Rahm was on the range, preparing for an unexpected playoff when Dustin Johnson rolled in a 45-foot birdie putt down the ridge. Moments later, Rahm faced an even longer and much more difficult putt on the 18th - just outside 65 feet that needed to be played at nearly a 90-degree angle to the top of the ridge.
From there, it was almost a replay of Johnson's putt as it headed down the slope, kissed off the pin and disappeared into the cup. "I still can't believe what just happened," Rahm said. Neither could Johnson, who really wanted his second straight victory.
He could only laugh, at his putt and Rahm's winner. "I played an unbelievable putt, got in the playoff and then Jon made an even more ridiculous putt on top of me," said Johnson, who at least kept his No. 1 ranking in the world and in the FedEx Cup.
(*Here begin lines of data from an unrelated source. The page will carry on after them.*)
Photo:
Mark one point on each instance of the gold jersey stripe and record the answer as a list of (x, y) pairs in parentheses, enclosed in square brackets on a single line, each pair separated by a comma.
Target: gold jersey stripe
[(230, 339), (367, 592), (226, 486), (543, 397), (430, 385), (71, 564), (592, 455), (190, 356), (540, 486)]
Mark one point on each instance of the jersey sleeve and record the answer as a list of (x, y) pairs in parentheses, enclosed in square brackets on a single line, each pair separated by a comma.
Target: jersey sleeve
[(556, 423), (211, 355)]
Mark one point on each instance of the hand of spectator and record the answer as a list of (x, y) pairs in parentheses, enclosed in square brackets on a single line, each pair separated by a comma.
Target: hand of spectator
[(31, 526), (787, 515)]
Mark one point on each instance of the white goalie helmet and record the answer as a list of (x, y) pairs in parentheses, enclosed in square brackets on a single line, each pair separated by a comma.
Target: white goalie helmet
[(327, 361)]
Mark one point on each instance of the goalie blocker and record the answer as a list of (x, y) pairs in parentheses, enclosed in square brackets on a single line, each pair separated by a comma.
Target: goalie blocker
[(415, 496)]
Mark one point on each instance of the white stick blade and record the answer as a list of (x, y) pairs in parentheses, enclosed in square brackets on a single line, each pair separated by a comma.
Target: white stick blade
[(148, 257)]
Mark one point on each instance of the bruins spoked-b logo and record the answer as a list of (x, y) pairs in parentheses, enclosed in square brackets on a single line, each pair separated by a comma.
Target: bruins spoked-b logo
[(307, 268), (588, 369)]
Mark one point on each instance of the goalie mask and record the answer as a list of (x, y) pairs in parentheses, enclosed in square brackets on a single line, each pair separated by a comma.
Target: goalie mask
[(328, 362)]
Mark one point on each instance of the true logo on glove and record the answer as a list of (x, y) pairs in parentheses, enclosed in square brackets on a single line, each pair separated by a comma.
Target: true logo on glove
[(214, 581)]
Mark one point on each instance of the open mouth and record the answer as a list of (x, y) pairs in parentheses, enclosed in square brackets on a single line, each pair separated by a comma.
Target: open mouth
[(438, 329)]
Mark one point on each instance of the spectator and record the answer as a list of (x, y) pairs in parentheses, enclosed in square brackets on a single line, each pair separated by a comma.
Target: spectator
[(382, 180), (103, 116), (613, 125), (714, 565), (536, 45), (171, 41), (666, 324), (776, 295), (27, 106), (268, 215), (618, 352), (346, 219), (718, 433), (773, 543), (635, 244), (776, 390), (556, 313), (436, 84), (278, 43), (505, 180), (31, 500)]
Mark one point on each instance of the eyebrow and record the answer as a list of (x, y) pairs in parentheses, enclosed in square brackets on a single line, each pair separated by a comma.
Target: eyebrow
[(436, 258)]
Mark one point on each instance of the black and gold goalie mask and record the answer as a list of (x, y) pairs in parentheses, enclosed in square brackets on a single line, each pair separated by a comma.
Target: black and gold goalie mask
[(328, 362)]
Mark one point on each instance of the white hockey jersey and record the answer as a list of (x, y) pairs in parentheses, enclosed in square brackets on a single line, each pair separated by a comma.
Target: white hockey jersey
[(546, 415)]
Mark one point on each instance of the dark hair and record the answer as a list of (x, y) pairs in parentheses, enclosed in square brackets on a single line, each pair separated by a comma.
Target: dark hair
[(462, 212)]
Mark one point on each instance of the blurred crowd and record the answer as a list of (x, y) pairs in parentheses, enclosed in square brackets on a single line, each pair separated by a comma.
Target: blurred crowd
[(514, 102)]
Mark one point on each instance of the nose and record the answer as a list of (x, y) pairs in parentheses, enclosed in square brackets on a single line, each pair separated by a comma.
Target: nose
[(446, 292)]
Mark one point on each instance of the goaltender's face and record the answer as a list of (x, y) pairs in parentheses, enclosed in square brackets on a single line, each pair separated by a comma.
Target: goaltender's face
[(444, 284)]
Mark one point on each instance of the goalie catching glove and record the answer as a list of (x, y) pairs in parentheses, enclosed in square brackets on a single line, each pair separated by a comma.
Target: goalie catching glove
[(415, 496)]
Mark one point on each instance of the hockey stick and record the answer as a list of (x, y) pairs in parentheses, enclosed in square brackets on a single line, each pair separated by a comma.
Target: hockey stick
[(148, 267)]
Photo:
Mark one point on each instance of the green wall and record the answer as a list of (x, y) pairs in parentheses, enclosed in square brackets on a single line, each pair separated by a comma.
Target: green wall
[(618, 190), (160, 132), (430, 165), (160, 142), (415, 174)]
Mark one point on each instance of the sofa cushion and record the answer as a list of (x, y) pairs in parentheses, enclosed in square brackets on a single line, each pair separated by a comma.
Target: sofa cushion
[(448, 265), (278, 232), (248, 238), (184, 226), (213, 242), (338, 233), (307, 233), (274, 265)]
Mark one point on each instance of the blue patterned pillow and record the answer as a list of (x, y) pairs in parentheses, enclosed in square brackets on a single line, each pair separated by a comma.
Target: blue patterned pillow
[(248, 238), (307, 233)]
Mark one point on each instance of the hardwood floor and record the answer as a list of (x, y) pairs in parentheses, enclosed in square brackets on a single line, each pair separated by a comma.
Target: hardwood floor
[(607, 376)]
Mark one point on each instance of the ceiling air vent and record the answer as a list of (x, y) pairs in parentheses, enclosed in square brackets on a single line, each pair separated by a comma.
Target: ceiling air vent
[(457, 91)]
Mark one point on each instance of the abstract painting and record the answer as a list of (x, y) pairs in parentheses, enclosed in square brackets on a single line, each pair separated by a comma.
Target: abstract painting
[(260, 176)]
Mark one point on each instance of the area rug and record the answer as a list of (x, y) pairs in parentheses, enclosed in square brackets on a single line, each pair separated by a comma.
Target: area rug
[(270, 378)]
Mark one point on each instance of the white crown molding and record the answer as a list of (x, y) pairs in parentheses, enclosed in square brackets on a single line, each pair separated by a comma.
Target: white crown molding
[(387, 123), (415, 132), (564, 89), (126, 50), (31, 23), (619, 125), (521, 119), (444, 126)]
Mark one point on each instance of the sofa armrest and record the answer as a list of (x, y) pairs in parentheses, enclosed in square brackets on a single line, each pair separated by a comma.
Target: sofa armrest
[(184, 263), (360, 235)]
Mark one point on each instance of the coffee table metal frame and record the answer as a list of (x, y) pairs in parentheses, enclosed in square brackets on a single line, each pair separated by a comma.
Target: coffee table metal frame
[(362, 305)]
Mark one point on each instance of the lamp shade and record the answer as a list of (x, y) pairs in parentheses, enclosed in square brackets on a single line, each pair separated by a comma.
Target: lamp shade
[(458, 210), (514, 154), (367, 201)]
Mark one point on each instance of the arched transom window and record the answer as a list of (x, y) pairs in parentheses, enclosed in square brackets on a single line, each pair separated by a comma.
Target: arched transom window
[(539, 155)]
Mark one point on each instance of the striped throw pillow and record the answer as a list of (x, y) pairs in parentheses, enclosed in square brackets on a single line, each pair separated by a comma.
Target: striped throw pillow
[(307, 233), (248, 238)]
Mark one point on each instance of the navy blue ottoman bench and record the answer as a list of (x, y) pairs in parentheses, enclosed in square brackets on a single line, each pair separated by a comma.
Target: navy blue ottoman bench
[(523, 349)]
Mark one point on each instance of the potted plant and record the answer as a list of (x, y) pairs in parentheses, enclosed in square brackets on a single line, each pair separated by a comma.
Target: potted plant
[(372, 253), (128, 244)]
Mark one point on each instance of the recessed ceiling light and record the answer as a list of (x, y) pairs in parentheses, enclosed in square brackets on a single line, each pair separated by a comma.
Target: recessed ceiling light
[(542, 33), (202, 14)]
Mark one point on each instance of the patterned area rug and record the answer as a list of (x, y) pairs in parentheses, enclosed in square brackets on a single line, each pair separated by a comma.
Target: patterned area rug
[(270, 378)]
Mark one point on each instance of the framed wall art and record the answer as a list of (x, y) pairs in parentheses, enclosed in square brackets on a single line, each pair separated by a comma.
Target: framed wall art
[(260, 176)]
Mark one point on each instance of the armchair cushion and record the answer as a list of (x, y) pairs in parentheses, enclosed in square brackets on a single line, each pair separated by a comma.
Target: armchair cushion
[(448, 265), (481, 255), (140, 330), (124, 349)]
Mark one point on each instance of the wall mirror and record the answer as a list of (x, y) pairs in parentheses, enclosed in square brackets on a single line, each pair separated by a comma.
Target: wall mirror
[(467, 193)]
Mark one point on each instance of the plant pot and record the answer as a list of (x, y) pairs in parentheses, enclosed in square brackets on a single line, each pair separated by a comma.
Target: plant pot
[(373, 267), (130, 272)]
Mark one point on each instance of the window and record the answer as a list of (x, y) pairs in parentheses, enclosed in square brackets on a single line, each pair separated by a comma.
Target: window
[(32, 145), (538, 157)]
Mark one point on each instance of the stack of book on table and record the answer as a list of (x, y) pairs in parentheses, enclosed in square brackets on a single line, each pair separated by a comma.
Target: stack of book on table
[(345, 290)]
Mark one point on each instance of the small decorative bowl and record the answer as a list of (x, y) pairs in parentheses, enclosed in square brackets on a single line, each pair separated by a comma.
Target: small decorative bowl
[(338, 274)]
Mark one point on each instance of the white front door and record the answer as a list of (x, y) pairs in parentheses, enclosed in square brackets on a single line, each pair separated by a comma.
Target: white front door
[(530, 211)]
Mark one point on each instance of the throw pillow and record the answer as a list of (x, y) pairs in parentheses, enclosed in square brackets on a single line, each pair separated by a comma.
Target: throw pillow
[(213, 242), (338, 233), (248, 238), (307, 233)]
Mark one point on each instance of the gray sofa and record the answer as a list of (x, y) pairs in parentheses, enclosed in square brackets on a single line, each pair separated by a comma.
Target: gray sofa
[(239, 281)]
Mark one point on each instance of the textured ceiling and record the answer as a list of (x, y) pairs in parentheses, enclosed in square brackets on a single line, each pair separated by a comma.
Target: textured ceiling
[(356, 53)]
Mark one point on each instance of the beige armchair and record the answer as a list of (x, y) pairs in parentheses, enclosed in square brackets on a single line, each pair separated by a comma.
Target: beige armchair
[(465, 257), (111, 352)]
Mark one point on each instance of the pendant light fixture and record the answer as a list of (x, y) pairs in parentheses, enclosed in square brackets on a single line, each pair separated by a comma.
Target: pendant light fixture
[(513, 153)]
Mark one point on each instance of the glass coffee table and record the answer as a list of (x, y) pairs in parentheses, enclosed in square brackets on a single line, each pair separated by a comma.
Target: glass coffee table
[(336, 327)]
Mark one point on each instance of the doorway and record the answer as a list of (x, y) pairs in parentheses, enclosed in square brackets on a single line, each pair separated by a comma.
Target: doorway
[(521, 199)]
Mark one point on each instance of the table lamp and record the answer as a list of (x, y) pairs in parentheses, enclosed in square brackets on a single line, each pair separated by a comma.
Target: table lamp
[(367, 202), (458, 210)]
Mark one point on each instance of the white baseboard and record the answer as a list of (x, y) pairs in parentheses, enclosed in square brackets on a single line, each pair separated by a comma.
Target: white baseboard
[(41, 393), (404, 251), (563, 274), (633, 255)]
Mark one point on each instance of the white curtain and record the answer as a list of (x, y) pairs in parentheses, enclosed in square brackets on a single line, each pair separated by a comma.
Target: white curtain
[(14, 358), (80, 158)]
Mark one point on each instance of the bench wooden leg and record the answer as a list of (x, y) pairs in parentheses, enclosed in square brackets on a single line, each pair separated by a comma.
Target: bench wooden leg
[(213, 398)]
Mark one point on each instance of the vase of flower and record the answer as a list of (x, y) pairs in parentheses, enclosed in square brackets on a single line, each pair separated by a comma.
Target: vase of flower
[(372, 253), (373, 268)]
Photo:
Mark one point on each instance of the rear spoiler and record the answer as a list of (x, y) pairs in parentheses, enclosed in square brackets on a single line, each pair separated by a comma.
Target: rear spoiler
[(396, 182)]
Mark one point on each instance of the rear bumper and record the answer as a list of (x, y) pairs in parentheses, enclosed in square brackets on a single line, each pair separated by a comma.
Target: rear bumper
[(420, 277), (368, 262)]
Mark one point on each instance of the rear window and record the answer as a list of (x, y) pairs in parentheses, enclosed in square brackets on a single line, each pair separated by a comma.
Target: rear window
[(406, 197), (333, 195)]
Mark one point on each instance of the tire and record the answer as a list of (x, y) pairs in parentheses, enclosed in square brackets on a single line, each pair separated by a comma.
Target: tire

The putts overshadowed a command performance by Rahm, who closed with a 66-64 weekend on an Olympia Fields course that played like the toughest test in golf.
Spectacular golf all round
Rahm's only bogey on the weekend came on the fifth hole on Saturday when he spaced out bizarrely picked up his golf ball from the green without marking it.
There was the 6-iron from 218 yards for his third shot on the par-5 15th after his tee shot went into the trees and barely came out, setting up a key birdie. There was also his spectacular 30-foot birdie putt on the par-3 16th for a two-shot lead.
However, Johnson it erased with two birdies of his own. "That stretch of waiting for DJ, him making the putt, going in the playoff, me making the putt, then trying to stay mentally in it just in case he made the last putt, it's been a roller coaster, but so much fun," Rahm said.
All he could think about on the 18th green in the playoff was finding a way to get to the next hole, knowing he had a putt from one end of the green to the other and Johnson had a 30-footer. And then it was over. Rahm won for the second time this year, and for the 11th time worldwide in his four years as a pro.
Tiger Woods missed all the action. He made double bogey on his 17th hole for a 71, making this the first time he was over par in all four rounds of a tournament since the Bridgestone Invitational in 2010. Woods failed to reach the Tour Championship for the second straight year.
He now gets two weeks off before the U.S. Open at Winged Foot, and Olympia Fields proved to be a good test for that. "I think we all want the flashy finish, maybe not the stress that comes with it," Rahm said. "But I set out with myself to enjoy even the uncomfortable moments we had out there today.
And man, it was fun." The course that all week felt like a U.S. Open delivered the kind of excitement typical of the Masters.